OCCUPY THE EMPTY
Friday, June 11th, 6:00 - 9:00pm
Exhibition Dates: June 11 - July 10, 2010
LAST WORDS Viewing Party: Friday July 9th, 7:00 - 9:00pm
Romer Young Gallery is pleased to welcome Amanda Curreri back to the gallery for her second solo exhibition, OCCUPY THE EMPTY. There will be an opening reception for the artist on Friday, June 11, 6-9PM
Following the inspired careers of such artists as Felix Gonzalez Torres, Lygia Clark, Helio Oiticica, whose work centered on the commingling of public and private spheres, and the sustained commitment to narrative, social engagement and cultural commentary, Curreri offers an exhibition that depends on the contemplation, sensitivity, and participation of its audience. OCCUPY THE EMPTY takes the courtroom, the American hallmark of democracy, and translates it to the space of the contemporary gallery.
OCCUPY THE EMPTY is born from an experience the artist had last summer in the Massachusetts courthouse where Italian-American anarchists, Sacco and Vanzetti, were sentenced to death in the early 20th century. The court case Curreri participated in was for her deceased father, also an Italian-American. The experience of those two weeks spent in the historical courtroom with her father’s loved ones, with lawyers, a judge, and jury shared qualities with the dramatic arts and the stage: theatrical and performative, positioning Curreri as one of the characters [dramatis personae]. Inspired by the work of radical democracy theorists Ernesto Laclau and Chantal Mouffe, Curreri considers the assumption that democracy is inherently available, empty to be inhabited, performed and occupied. The gallery, explicitly empty by design, becomes a tangible stage for testing ideas of personal histories, democracy and the social body.

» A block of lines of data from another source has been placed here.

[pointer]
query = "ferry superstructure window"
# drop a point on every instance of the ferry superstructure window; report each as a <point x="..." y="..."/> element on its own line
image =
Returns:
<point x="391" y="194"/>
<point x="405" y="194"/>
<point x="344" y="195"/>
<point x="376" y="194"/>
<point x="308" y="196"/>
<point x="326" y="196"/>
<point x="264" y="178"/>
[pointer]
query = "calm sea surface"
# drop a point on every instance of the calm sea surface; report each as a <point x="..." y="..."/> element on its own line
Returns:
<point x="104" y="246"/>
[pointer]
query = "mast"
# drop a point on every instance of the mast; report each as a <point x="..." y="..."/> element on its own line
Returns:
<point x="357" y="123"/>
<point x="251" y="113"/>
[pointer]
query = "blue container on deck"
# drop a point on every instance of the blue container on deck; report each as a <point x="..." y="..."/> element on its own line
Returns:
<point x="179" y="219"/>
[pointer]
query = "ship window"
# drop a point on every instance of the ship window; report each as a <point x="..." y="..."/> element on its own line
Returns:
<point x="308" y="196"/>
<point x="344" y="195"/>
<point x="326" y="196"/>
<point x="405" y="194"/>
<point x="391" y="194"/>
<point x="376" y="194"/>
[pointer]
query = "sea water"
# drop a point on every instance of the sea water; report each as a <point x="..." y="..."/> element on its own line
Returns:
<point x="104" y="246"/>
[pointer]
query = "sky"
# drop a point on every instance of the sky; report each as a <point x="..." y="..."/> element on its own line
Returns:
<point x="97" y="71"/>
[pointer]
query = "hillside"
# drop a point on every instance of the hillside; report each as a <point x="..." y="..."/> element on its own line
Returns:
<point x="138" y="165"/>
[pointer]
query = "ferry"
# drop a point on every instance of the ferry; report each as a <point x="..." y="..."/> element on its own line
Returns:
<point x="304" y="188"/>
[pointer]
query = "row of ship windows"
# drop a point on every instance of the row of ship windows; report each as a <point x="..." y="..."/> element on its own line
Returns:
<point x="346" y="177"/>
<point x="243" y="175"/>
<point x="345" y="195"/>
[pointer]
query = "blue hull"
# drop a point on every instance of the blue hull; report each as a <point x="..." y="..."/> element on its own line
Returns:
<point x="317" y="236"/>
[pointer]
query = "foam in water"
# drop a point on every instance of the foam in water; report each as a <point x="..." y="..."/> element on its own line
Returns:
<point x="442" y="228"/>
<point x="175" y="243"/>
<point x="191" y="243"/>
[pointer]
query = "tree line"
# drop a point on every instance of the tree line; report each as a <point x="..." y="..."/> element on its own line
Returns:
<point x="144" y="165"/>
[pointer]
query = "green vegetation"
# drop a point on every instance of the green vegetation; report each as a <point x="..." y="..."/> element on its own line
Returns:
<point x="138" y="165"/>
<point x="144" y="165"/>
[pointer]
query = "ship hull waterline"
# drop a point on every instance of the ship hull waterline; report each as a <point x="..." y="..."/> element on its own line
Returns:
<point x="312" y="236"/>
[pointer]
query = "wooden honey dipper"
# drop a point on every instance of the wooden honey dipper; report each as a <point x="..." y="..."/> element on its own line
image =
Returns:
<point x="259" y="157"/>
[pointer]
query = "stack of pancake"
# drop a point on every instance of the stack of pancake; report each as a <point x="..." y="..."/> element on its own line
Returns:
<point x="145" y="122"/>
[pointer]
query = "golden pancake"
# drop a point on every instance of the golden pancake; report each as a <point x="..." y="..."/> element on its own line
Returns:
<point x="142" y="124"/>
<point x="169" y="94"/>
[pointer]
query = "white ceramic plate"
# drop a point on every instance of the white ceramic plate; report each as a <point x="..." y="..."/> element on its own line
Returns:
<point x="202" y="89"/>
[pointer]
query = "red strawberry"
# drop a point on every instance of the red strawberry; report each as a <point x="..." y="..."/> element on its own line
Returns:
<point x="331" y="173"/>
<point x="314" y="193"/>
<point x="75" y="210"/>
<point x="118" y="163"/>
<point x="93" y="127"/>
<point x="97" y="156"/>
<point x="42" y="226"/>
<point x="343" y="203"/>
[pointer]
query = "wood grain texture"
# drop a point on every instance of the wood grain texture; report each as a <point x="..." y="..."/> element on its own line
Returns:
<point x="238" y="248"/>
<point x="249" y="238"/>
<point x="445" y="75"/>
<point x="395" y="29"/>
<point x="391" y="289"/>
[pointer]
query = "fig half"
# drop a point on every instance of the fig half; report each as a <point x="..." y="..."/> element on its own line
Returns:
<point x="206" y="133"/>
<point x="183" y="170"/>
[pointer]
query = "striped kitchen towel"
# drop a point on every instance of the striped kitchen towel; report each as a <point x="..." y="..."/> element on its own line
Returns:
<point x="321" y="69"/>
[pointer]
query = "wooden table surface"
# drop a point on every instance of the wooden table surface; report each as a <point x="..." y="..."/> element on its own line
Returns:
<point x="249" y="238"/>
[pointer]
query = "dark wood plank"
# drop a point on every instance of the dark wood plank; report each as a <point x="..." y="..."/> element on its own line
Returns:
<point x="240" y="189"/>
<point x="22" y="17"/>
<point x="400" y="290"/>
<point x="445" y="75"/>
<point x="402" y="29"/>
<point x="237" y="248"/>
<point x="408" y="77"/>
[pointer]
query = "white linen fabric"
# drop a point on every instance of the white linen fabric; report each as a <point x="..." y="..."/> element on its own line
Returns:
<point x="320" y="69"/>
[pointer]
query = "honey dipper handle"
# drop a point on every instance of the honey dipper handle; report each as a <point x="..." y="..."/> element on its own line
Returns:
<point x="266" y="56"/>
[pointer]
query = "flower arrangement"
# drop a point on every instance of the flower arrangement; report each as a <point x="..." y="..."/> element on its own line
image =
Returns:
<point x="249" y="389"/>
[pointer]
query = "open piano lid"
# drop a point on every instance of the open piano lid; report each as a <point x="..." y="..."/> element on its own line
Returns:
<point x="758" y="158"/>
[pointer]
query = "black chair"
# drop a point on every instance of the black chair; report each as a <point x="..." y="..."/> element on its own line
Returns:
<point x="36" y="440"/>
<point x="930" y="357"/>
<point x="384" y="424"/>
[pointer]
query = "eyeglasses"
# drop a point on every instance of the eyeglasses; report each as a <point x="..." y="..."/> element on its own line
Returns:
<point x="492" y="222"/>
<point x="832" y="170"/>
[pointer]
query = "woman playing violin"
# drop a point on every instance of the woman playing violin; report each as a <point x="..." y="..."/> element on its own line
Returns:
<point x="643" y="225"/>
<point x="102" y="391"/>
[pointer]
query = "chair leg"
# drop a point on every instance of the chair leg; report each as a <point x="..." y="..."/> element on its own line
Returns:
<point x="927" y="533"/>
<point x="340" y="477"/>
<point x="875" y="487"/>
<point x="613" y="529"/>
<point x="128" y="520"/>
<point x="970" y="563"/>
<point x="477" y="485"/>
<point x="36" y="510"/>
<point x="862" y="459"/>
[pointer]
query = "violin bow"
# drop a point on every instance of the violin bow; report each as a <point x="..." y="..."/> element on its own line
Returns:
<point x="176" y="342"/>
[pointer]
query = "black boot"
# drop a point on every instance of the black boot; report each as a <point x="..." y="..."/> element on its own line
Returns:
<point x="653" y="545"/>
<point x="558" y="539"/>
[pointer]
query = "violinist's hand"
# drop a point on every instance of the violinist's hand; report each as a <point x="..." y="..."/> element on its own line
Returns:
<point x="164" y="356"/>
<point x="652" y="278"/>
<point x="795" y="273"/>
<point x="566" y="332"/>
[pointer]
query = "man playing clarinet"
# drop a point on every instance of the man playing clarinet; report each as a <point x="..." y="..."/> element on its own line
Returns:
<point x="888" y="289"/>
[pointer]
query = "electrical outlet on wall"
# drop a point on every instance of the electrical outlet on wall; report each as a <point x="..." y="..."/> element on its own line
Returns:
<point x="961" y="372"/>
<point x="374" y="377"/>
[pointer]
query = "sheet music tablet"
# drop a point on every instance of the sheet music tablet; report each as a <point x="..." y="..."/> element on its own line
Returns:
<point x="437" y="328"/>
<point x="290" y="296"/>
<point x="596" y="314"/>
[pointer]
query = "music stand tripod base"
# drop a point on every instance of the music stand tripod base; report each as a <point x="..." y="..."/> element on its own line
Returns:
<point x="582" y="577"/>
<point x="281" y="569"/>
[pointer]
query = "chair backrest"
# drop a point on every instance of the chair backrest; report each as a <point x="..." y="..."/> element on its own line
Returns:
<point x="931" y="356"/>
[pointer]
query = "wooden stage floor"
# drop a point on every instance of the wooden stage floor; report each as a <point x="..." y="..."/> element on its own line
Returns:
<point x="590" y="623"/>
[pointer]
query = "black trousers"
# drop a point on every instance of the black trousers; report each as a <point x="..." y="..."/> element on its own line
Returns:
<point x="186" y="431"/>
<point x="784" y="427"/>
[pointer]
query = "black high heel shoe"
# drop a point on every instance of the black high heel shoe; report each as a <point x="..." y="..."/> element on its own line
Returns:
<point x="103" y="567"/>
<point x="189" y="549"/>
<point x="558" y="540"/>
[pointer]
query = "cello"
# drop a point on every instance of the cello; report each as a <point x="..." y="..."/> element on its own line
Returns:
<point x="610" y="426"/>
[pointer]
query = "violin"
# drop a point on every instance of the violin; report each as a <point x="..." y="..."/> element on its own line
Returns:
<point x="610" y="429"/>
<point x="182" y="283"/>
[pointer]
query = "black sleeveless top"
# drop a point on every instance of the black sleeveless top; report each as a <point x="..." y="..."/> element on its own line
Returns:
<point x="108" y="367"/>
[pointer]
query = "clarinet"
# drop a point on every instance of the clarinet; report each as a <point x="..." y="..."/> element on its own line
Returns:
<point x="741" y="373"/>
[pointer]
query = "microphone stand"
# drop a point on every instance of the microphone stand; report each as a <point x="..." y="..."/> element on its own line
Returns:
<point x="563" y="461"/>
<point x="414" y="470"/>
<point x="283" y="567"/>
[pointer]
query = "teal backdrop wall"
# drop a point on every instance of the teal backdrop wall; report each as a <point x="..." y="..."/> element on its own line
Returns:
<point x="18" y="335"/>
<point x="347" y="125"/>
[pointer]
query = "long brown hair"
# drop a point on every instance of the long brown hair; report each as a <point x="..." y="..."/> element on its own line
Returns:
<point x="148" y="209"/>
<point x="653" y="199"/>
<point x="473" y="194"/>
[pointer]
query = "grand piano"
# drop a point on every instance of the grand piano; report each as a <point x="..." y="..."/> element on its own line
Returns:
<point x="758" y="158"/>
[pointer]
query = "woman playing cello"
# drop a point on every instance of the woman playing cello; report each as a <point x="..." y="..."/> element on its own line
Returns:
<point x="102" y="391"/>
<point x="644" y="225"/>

Within OCCUPY THE EMPTY are paintings and sculptural arrangements, schematic works on paper, documentation, and an interpersonal durational piece that will come to create the portrait of the people involved in the themes of the exhibition. Working in response to ideas of community, family, history, equivalence, Curreri’s work suggests that individuals, perhaps fixed in certain roles, can become illuminated, freed, re-invented, and moved to a place where they can participate, act, and speak freely. By shifting the expected experience (spectatorship?) within the gallery, and making intimate/active the relationships within, the artist traverses the divide between public and private. In so doing, Curreri encourages the formation of a broader social movement, one where the audience of active creators becomes part of the story, sharing and ultimately helping engineer a collective transformation. The invitational gesture for viewers to play a part in the formal creation and conceptual democracy of the work is one that might come to highlight the healing qualities of art and its ability to serve as catharsis for viewers.